Na sequência da fusão do Fundo Português de Carbono, do Fundo de Intervenção Ambiental, do Fundo de Proteção dos Recursos Hídricos e do Fundo para a Conservação da Natureza, num único Fundo ­— o Fundo Ambiental, a ZERO espera uma total transparência na sua aplicação, de modo a que possa ser percecionada de forma absolutamente clara a forma como são aplicadas as várias receitas obtidas, garantindo que não haja uma diluição difusa dos fundos por várias tarefas e atividades, e que os objetivos designados para cada uma das fontes de receita sejam cabalmente cumpridos.

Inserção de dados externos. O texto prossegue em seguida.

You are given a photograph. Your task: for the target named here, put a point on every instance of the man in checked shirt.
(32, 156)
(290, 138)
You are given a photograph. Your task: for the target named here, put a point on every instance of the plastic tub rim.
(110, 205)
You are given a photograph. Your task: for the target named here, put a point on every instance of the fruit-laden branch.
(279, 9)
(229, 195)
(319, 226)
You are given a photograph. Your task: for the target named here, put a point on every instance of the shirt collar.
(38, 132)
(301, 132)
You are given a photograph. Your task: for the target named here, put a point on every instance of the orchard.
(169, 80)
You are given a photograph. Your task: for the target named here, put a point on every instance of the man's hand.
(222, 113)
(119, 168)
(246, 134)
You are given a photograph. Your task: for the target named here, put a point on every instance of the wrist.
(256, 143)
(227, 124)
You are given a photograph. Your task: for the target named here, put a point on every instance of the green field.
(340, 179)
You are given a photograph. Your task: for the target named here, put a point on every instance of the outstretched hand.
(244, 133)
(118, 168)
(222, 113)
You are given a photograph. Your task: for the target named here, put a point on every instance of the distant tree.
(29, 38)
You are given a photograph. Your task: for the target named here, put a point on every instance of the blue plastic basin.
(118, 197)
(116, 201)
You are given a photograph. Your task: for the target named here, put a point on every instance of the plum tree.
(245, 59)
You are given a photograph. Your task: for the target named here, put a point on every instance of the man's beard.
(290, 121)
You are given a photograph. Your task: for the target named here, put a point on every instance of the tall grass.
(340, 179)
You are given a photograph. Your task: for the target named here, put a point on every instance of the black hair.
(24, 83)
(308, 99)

Proibição definitiva da utilização do chumbo nas munições da caça

O Governo propôs que a utilização de chumbo nas munições de caça fosse taxada em 2 cêntimos já em 2017, até chegar aos 6 cêntimos em 2019. A ZERO considerou a medida um primeiro passo até à desejável proibição total, considerando que os números apontam para que sejam depositadas 150 a 200 toneladas do referido metal pesado nos ecossistemas todos os anos. Os grupos parlamentares do PCP, CDS e PSD não subscreveram infelizmente a medida e esta ficou pelo caminho, com o desapontamento público do Ministro do Ambiente. Mas se o Ministério do Ambiente quer mesmo resolver este problema ambiental e de saúde pública, a ZERO considera que o Governo pode legislar proibindo a utilização do chumbo já na próxima época cinegética.

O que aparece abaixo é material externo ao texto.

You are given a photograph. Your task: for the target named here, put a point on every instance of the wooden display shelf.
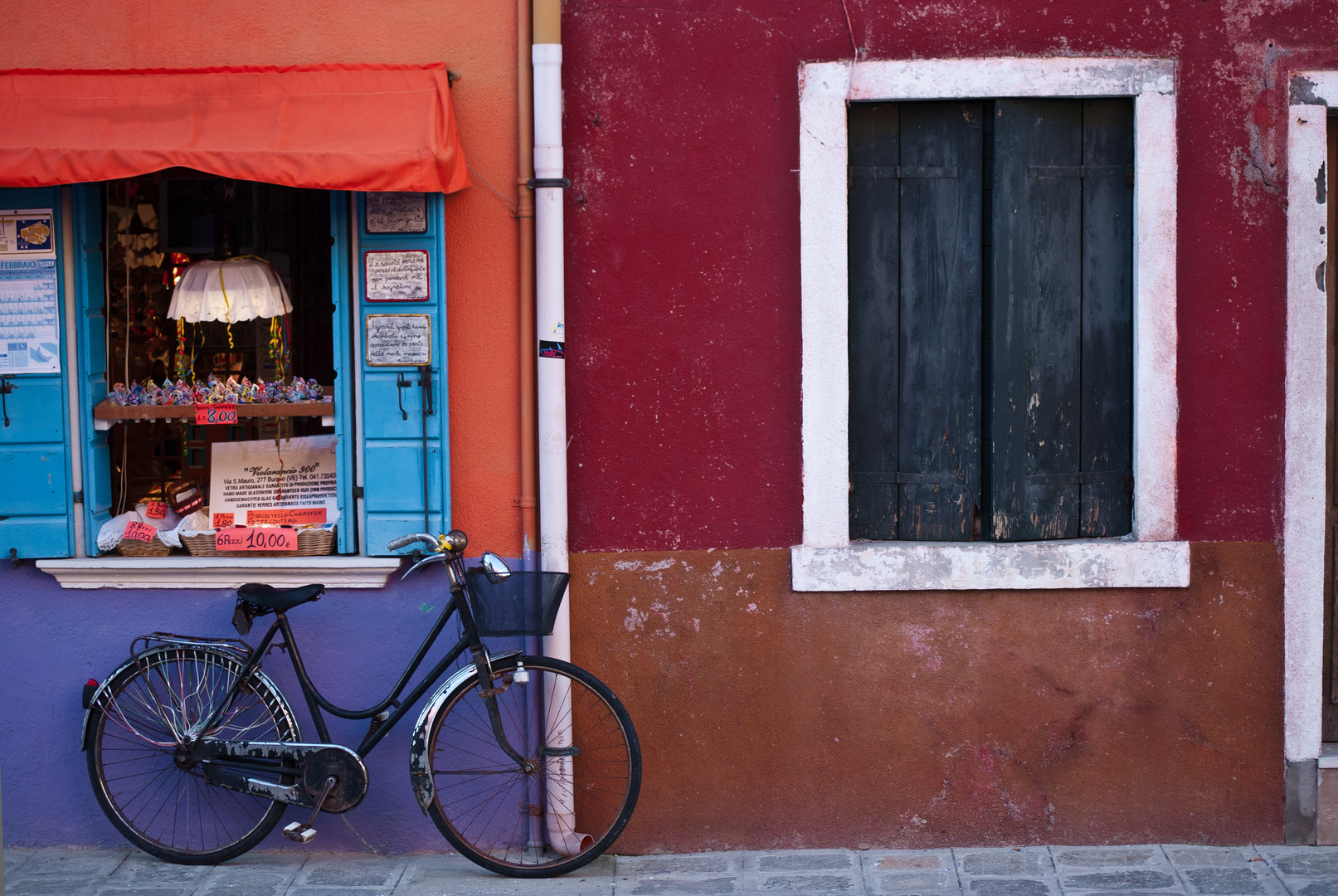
(105, 411)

Proibição da utilização de fitofármacos nos espaços públicos

O Ministro da Agricultura, das Florestas e do Desenvolvimento Rural anunciou que iria criar legislação para proibir o uso de fitofármacos nos espaços públicos. É uma medida muito bem-vinda mas que já peca por tardia, porque a aplicação de herbicidas na via pública é efetuada hoje de forma recorrente e descontrolada quando existem soluções não químicas alternativas para remoção de herbáceas. A ZERO preconiza que se aproveite esta abertura política para ampliar e melhorar o rastreio da presença de substâncias químicas que estão na base da formulação dos pesticidas, dos inseticidas e acaricidas, e dos herbicidas, nos alimentos, nos recursos hídricos e nos seres humanos, já que se estima que entram no ambiente todos os anos 7.200 toneladas para a “proteção das plantas”.

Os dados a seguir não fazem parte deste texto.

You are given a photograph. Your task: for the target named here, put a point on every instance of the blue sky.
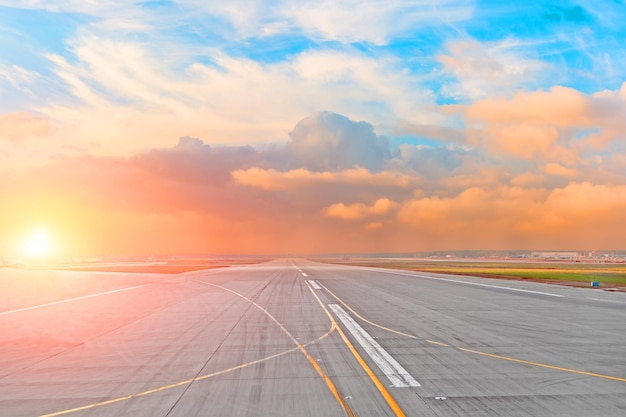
(456, 99)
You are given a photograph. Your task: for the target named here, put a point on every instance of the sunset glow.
(165, 127)
(38, 245)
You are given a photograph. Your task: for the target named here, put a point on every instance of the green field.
(606, 274)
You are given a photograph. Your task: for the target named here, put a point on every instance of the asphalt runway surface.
(293, 337)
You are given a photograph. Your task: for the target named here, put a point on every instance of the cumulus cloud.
(359, 211)
(126, 91)
(577, 215)
(329, 141)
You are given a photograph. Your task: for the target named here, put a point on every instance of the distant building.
(558, 255)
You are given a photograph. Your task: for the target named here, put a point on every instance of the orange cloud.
(271, 179)
(561, 106)
(359, 211)
(577, 216)
(22, 125)
(553, 168)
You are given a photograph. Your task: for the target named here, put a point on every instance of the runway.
(293, 337)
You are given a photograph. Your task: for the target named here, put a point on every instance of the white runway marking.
(398, 376)
(69, 300)
(314, 284)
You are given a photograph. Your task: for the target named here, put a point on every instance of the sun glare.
(37, 245)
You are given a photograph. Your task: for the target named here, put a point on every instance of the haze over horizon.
(159, 127)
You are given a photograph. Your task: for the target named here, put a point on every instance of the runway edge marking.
(70, 300)
(391, 402)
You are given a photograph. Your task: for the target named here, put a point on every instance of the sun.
(38, 245)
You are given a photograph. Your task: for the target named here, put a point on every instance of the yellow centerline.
(379, 385)
(541, 365)
(299, 346)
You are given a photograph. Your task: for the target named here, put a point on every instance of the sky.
(262, 127)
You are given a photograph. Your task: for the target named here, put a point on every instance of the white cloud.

Não aprovação do CETA por parte do Parlamento Europeu

Para que o acordo comercial entre a UE e o Canadá entre em vigor, ainda que de forma provisional, é necessário que o Parlamento Europeu dê o seu consentimento. O Comité do Emprego já deu o seu parecer contra e em janeiro será a vez do Comité de Ambiente. A votação no plenário deverá acontecer em fevereiro e a ZERO tem a expectativa que os representantes políticos no Parlamento Europeu compreendam as mensagens que os cidadãos europeus lhes estão a enviar e que rejeitem o acordo, no seu texto atual. É urgente que a UE desenvolva acordos comerciais que defendam o bem comum e permitam a construção de uma sociedade sustentável, objetivos para os quais o CETA não contribui.